Peter Cohan is President of Peter S. Cohan & Associates. He also teaches management at Babson College and edits The Cohan Letter











Reader Comments (Page 1 of 1)
8-05-2008 @ 3:04PM
William Chan said...
This is one of your best posts about the financial industry, Peter. I agree that things need to change.
If you can elaborate on your ideas for reform, I look forward to reading those posts.
8-05-2008 @ 3:41PM
Claude Foutch said...
Excellent commentary...keep up the good work Peter.
My view is simple: With respect to the large investment banks we must reregulate substantially or cut them loose from the public trough. I also believe some leadership needs be brought to the bar of justice in greater numbers than seen thus far. Respective the GSE's: The two recent CEO's of Fannie need to return their ill gotten gains for the past 5 years or face a serious criminal investigation. Freddie is a similar story.
On my daily walk today I happened to meet a Countrywide employee who works mortgage loans. He is young, inexperienced and frankly, I believe, dangerous, requiring direct supervision by an older more ethical person. Yep, they are still out there doing their devious little thing. Mr. Mozilo also needs to disgorge his gain for the past 5 years.
I read the S & P response to the SEC request for information. Utterly shameful. These bond raters have no clothes and must be brought to heel or seriously regulated by some government drone who uses a baseball bat to get their attention.
8-05-2008 @ 8:44PM
Greg Retzloff said...
Yes, Peter.
However, this does not relieve investors from the final reponsibility for their own investment decisions. And if we tighten down too much, we'll lose flexiblity and opportunity.
Buyer beware!
8-05-2008 @ 7:21PM
Suzy said...
RE: #3 If smart people wanted to work elsewhere and solve "more important" problems, they would do it. In this country, people are free to pursue the career of their choice, not yours.
8-07-2008 @ 6:43PM
Athelstan said...
This is one of the most thoughtful and illuminating pieces on Wall Street I've seen in ages. Great work!

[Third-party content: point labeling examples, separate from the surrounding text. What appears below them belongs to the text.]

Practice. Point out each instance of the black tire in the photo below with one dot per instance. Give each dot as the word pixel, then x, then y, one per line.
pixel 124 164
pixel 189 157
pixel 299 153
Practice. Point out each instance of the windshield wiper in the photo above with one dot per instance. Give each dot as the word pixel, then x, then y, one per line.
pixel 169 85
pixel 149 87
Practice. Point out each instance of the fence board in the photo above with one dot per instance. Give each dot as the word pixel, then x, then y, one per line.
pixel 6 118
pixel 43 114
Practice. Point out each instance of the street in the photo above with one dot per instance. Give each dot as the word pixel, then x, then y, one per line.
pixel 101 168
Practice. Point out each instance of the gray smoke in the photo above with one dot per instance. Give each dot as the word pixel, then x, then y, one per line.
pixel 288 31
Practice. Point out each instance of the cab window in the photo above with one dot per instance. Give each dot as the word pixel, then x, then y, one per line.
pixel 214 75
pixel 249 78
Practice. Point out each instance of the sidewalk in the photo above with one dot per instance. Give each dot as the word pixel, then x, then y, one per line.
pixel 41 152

If what you say is true, and I think it is, are we observing a watershed in American economic history? There are just too many players here who totally misjudged their own abilities, the markets they were suppose to know so well, and particularly their clients.
Because of this shortsightedness, are we witnessing the irreversible decline of Wall Street and New York City as the financial center of the world?
9-29-2008 @ 10:28AM
Bonnie said...
You wall street know it alls and wall street employees. Should be ashamed of your self.. You are and will cause many families to be homeless. Will you be so proud of this on christmas day. What about investing intheir educations. You CEO's are greedy monsters. Think about most americans not just yourselves.